ST-segment depression as a risk factor in hypertrophic cardiomyopathy

From the spectrum of electrocardiogram (ECG) changes that may occur in hypertrophic cardiomyopathy (HCM), there is no criterion reported to be useful for risk stratification. We sought to determine whether there was a relationship between the resting ECG findings and prognosis in patients with HCM.

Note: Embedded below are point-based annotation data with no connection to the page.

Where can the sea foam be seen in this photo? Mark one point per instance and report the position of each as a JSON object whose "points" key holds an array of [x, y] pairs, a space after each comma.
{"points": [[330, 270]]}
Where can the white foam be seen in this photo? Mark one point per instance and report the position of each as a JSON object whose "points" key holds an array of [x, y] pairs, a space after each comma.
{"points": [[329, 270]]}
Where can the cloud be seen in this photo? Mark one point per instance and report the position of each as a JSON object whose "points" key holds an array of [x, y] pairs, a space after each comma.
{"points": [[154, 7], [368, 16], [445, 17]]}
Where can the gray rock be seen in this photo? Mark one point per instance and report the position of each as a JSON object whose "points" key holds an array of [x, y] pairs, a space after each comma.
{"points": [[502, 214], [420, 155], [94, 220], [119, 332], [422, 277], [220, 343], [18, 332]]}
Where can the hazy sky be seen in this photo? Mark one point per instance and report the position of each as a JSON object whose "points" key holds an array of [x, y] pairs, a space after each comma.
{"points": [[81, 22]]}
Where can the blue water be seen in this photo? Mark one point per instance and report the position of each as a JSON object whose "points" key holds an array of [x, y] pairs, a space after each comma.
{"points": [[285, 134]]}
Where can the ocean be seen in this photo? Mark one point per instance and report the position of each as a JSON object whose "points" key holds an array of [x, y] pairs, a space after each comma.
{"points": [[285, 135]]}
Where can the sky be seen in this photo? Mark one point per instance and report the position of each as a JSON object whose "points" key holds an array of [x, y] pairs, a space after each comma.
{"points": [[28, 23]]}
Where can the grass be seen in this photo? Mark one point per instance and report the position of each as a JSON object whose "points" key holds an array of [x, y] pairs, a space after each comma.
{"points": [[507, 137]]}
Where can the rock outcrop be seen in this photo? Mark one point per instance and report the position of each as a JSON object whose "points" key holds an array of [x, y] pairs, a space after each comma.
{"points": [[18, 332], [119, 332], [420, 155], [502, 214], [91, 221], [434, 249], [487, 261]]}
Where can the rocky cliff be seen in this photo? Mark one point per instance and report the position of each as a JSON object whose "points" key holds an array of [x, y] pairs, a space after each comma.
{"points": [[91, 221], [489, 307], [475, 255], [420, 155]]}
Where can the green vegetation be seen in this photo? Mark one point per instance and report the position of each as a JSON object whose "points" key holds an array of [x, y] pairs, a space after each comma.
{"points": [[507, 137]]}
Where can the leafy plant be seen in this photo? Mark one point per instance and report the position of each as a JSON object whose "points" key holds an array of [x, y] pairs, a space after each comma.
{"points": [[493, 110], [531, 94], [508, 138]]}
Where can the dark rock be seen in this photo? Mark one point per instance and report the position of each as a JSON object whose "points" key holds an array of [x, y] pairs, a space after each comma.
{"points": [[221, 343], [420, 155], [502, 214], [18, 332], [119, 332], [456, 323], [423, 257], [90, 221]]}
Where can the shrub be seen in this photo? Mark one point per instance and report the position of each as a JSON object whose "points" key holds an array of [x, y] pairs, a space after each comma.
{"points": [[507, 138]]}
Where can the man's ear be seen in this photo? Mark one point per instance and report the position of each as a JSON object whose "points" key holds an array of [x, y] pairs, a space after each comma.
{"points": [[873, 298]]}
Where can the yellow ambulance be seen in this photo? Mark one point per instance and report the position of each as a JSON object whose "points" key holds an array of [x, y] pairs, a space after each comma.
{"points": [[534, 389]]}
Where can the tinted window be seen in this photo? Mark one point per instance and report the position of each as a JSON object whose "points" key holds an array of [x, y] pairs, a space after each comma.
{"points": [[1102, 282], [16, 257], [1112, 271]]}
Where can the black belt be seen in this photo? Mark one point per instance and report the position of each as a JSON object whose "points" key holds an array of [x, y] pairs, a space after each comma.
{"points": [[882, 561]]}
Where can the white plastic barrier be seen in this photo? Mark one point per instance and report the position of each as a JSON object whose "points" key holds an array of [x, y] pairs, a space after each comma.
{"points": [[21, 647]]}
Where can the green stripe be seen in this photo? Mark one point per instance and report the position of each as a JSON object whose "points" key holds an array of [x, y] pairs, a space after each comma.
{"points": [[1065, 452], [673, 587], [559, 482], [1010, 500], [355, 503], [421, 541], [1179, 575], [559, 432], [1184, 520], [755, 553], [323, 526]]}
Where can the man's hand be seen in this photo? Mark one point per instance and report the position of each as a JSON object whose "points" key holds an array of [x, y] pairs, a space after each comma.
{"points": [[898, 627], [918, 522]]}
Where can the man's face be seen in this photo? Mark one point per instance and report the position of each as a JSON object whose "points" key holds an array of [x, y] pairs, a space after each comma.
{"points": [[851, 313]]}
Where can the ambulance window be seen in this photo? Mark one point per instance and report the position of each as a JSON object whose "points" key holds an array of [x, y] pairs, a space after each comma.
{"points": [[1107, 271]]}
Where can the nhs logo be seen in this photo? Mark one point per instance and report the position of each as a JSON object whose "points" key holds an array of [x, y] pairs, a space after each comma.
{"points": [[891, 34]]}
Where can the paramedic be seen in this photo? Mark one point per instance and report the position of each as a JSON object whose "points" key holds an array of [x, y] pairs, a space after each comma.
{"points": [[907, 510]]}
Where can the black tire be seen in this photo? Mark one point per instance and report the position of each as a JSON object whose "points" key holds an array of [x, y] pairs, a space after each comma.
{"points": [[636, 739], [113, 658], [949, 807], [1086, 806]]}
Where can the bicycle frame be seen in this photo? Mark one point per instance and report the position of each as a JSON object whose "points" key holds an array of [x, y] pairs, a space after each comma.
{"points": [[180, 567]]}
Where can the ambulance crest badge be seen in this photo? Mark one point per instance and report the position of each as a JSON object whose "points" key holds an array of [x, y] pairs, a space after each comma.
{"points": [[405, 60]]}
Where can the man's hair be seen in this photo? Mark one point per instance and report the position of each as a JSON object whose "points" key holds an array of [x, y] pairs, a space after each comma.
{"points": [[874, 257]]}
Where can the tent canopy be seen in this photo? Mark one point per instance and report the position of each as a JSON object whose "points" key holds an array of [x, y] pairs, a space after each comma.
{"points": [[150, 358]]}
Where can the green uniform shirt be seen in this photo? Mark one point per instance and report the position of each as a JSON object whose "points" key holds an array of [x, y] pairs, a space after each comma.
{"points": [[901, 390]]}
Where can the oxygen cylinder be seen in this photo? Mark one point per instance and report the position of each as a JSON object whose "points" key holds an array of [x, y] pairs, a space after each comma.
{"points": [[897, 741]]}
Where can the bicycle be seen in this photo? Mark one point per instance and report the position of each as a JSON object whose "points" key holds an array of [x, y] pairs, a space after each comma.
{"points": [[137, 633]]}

We retrospectively analysed data on 173 consecutive patients admitted to our centre with a diagnosis of HCM. The 12-lead ECGs were assessed for underlying rhythm, PR interval, QRS voltages, QRS width, corrected QT interval, ST-segment deviation, T-wave inversion, and left atrial enlargement (LAE). During a mean follow-up of 50 months, 6.4% of patients had a combined endpoint [sudden death or appropriate implantable cardioverter-defibrillator (ICD) therapy]. The frequency of the combined endpoint was greater in patients with syncope, non-sustained ventricular tachycardia, maximal left ventricular (LV) wall thickness ≥30 mm, and ST-segment depression in the high lateral leads (all P < 0.05). Other ECG findings (LV hypertrophy, LAE, abnormal Q wave, abnormal ST-T changes, and underlying rhythm), family history of sudden death, and LV outflow obstruction were not related to the combined endpoint. The results of our multivariate analysis demonstrated that ST-segment depression in the high lateral leads (OR: 20.0, 95% CI: 12.7–27.5; P = 0.0001) and syncope (OR: 19.0, 95% CI: 11.7–26.9; P = 0.0001) were the predictors of sudden death or appropriate ICD therapy in patients with HCM.

The results of this study indicated that, in addition to generally accepted risk factors, ST-segment depression in the high lateral leads could be of prognostic significance in HCM patients.